Признаемся, однако мы все «односторонни». Кто это оспаривает, лжет с самого начала. Не наша односторонность важна Важно, что мы в ней признаемся, не лживая «объективность» лицемерит, а рафинированная «единоспасающая правда». Решающе то, сколь много и сколь добротные основания подведены под нашу «односторонность», сколь существенны базисные источники, методический инструментарий, каков уровень аргументации и критический потенциал вообще, короче, решающим является очевидное превосходство одной «односторонности» над другой.
Так как каждый односторонен. Каждый историк имеет свои собственные жизненно — исторические и психические детерминанты, свое предвзятое мнение. Каждый общественно определен, классово и группово обусловлен. Каждый подвержен симпатиям и антипатиям, знает свои любимые гипотезы, свою систему ценностей. Каждый судит персонально, спекулятивно, уже уровнем проблем занимает свое место, и за каждой его работой стоят «постоянно, очевидные или, как это бывает в большинстве случаев, неочевидные историко-философские фундаментальные убеждения обширной природы» (В. Дж. Моммзен).
Совсем по-другому относятся к этому те исторические писатели, которые в большинстве по большей части отрицают субъективизм, так как они в большинстве по большей части лгут — и при этом еще взаимно ловко ставят друг друга на христианнейшее место. Как забавно, когда католик протестанту, протестант католику, когда тысячи теологов различных конфессий приписывают друг другу односторонность — всякий раз, в течение десятилетий и столетий, с обдуманной серьезностью.
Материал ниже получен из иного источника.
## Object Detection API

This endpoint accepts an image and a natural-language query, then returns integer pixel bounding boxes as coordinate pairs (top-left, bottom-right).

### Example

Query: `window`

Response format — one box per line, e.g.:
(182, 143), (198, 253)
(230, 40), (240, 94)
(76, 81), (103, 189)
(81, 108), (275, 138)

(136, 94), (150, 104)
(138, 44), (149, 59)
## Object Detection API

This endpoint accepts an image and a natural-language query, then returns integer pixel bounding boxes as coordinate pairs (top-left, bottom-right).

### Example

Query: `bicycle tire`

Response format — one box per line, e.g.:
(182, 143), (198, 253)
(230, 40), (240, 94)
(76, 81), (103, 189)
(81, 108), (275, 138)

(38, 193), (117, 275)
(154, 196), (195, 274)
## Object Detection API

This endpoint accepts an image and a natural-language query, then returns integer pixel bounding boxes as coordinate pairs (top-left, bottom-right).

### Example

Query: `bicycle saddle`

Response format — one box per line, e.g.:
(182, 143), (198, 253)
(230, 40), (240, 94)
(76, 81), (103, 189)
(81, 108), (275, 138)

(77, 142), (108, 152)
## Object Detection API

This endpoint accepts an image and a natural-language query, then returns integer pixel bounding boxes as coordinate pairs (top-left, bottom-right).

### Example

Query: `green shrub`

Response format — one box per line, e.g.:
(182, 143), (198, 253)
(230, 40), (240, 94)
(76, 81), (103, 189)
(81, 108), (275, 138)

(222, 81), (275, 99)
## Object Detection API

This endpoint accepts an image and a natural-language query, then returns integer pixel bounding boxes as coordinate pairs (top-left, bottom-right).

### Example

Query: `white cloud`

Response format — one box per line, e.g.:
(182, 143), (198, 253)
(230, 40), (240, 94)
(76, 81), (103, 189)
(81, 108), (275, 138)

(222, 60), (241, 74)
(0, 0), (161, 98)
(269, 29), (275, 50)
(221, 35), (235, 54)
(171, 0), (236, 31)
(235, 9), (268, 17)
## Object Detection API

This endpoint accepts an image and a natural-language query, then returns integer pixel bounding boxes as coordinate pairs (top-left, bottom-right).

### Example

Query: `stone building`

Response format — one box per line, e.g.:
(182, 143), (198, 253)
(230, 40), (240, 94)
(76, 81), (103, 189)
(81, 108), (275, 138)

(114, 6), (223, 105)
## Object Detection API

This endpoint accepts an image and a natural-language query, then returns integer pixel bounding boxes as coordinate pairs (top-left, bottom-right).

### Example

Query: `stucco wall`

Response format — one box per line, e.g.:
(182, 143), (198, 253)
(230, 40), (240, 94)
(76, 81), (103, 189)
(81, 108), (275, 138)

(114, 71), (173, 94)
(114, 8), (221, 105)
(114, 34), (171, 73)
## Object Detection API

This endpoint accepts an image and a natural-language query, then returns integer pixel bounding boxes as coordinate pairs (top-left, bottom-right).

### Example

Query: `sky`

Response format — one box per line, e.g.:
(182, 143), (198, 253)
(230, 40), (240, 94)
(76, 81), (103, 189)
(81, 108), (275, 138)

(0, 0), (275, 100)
Когда, к примеру, иезуит Хайнрих Бахт ощутил у протестанта Фридриха Лоофа «слишком много реформаторского аффекта против монашества как такового», «поэтому его суждения остаются односторонними» Значит, Бахт не знает никаких иезуитских аффектов по отношению к реформаторским? Он, приверженец ордена, член которого должен верить, что белое это черное, а черное это белое, если церковь прикажет? И, подобно Бахту, все католические теологи понуждены к чрезвычайному послушанию крещением, догмой, преподавательской должностью, подписью к печати, равно и другими обязательствами и принуждениями, из года в год с надежным вознаграждением за то, что они защищают определенный образ мыслей, определенное учение и, как всегда, грубо теологически пропитанное толкование истории, что, как известно, многих удержало от измены, это имело бы зачастую ужасные последствия. В Италии, после заключения в 1929 г с Муссолини конкордата, ни один клирик, покинувший церковь, не мог где-либо преподавать и просто занимать официальную должность. С каждым таким священником обращались так, «словно он кого-то убил Цель всего этого — выбросить изменников на улицу и безжалостно уморить голодом» (Тонди, Общество Иисуса). Показательно, что кардинал Фаульхабер (Мюнхен) уже 24 апреля 1934 г рекомендовал Гитлеру эту статью 5 итальянского конкордата. Вместо того чтобы выйти из церкви, большинство церковных слуг предпочло лицемерить и дальше, как прежде, больше или меньше, скорее больше, — чем образованней и осведомленней в истории (не в вере священники узнаются, а в неверии); это значит — меньше предаваться самообману, чем обману других, конфессиональным противникам при случае припомнить односторонность и самому так прикидываться, будто это для него невозможно именно как католику в то время как на протяжении 2000 лет существовало подлое пристрастие именно с католической стороны, которая как раз поэтому объявляет (себя) решительным сторонником правды, науки, объективности.